Sehr gut erhalten ist das um 1900 angelegte Fotoalbum mit in Silber getriebenem Ledereinband, gefüllt mit Ansichten verschiedener Drahtfabriken der Region. Foto: Kremer
Drei Jahrzehnte nach seinem Amtsantritt ist aus dem einstigen Sammelsurium ein Museum mit klarer Struktur geworden – strukturiert, inhaltlich stringent und tief in der Region verankert. Was heute auf Burg Altena gezeigt wird, folgt keinem Zufall, sondern einer Idee: Geschichte verständlich zu machen, ohne sie zu vereinfachen, und ihr den Raum zu geben, den sie verdient.

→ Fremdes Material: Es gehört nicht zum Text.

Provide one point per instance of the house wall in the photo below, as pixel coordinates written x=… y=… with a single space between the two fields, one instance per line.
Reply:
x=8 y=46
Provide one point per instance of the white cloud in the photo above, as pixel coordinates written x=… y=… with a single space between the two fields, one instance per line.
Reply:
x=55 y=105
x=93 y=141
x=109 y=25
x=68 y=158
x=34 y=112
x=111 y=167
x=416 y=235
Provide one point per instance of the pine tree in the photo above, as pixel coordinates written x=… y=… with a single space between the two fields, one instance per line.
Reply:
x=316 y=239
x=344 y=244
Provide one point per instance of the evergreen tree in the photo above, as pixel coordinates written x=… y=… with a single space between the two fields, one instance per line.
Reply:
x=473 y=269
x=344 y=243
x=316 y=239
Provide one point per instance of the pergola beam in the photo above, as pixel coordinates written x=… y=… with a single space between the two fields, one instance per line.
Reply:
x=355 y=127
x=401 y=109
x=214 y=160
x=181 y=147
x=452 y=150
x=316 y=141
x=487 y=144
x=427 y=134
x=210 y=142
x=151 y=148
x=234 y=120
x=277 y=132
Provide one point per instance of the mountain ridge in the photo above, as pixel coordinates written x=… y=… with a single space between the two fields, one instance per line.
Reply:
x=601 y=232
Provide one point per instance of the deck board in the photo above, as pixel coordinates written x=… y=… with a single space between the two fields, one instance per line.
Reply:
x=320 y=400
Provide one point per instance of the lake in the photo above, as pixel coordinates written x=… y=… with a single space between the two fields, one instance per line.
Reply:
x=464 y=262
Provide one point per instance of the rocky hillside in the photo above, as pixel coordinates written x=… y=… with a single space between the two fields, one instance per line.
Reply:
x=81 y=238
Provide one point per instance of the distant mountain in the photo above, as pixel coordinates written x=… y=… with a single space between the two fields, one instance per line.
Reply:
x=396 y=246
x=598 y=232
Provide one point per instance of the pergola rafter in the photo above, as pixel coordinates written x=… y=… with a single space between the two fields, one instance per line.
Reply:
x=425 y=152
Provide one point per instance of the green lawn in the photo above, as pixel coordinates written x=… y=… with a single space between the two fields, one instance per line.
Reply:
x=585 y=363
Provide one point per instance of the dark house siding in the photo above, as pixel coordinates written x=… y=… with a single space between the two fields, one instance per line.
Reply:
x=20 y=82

Ein Führungsstil, der Vertrauen schafft
Stephan Sensen hat dafür nie den großen Auftritt gesucht. Er hat geplant, beantragt, gerechnet, gestrichen und immer wieder neu gedacht. Dass die Museen der Burg Altena heute weit über die Region hinaus Anerkennung finden, ist Ergebnis dieser konsequenten Arbeit – und eines Führungsstils, der Vertrauen schafft und Verantwortung teilt. Wenn er aus seinem Bürofenster auf den Bergfried blickt, dann nicht mit dem Gefühl, fertig zu sein, sondern mit dem Wissen, etwas Dauerhaftes aufgebaut zu haben. Etwas, das trägt – für die Burg, für die Region und für all jene, die hier Geschichte nicht nur sehen, sondern verstehen wollen.